What is the relationship between faith and understanding? Yes I know Anselm’s dictum of “faith seeking understanding” (Augustine said the same before him), but how does this actually flesh itself out? And if faith is equated with ever-increasing understanding, then what might lack of understanding say about our faith and about the nature of the Christian life?
These are questions not answered but nonetheless helpfully raised by Randal Rauser’s Faith Lacking Understanding: Theology through a glass darkly (with our move to Huntington behind me and my books on the office shelves, I have a bit more time to work down this stack of reviews for TF. Thank you Paternoster).
Rauser’s premise is simple: for the secular world and for many long-time Christians, the grand mysteries of the Christian confession are lost either in incredulity for the former or over-familiarity in the case of the later. So Rauser works through each doctrine of the Apostles Creed – Trinity, creation, incarnation, ascension, and final judgment – pointing out logical, moral, or plausibility issues related to each, calling them instances of faith lacking understanding:
[The doctrines of the Apostles Creed] violate the basic dictates of logic, or our moral sense, or minimal plausibility in light of our scientific understanding of the world … our attempts to understand each of these core doctrines of faith is blocked by a seemingly insurmountable cliff of mystery be it illogicality, immorality, or implausibility (p. 5).
Having raised issues for each doctrine he lays out various (broadly evangelical) options for addressing them. These are helpful and Rauser is clearly in touch with contemporary and classical scholarship, but he doesn’t do what I most anticipated: wrestle with the basic relationship between faith and understanding.
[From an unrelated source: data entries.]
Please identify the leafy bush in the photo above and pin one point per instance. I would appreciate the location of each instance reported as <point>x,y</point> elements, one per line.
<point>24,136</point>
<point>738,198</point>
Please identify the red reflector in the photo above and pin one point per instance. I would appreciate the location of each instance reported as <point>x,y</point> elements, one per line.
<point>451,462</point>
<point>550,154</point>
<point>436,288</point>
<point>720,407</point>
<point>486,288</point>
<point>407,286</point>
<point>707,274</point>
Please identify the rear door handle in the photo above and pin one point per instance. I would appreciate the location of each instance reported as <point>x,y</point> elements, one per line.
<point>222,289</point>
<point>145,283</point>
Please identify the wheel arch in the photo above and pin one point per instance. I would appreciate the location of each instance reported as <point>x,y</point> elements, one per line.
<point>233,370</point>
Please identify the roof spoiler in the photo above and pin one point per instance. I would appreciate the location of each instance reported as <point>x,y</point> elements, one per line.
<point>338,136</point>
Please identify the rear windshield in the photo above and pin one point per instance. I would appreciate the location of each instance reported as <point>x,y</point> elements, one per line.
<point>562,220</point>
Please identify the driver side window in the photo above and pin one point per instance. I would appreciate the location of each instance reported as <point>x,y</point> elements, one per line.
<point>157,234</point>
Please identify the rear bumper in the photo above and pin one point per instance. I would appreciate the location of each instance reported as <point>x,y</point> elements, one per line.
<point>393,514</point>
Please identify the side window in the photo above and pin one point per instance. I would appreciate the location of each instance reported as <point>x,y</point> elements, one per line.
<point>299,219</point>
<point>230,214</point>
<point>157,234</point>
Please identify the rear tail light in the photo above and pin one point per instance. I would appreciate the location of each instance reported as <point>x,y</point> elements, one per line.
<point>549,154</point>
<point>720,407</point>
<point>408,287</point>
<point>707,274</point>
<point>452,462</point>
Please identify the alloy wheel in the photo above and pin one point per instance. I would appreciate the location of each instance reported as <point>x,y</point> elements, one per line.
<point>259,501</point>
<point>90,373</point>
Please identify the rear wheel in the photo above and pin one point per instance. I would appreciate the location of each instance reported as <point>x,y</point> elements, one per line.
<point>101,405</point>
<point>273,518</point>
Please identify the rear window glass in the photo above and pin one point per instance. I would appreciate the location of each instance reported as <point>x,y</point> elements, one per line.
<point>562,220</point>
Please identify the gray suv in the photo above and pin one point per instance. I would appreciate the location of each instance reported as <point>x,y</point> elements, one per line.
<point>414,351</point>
He touches on this briefly in the introduction (p. 10f), and by not giving the reader one explanation or option for each issue he makes an implicit point about multiple options for understanding, but he fails to explicitly press it. It is not that I am allergic to accounts of the Christian life that include “faith seeking understanding”, but I worry that one’s pursuit of understanding is often overplayed. Related to this, if we frame the Christian life entirely in the cognitive register then we have little resource to talk about the spiritual lives of those with limited (or no) intellectual capacity, such as those with serious brain injuries or others born with serious mental disabilities.
I understand that these were not part of Rauser’s intent writing this book. It reads like a brief introduction to Christian belief set to the music of the modern skeptic. And as such the book would be a valuable resource for Sunday school classes tired of the same old materials or could even be used as a supplementary text in an undergraduate introduction to theology course (perhaps something to generate group discussion).
But Rauser still leaves me wondering about the fundamental relationship between faith and understanding. What has been the experience in your Christian community? How are faith and understanding related to one another, and how do you find that relationship helpful or harmful?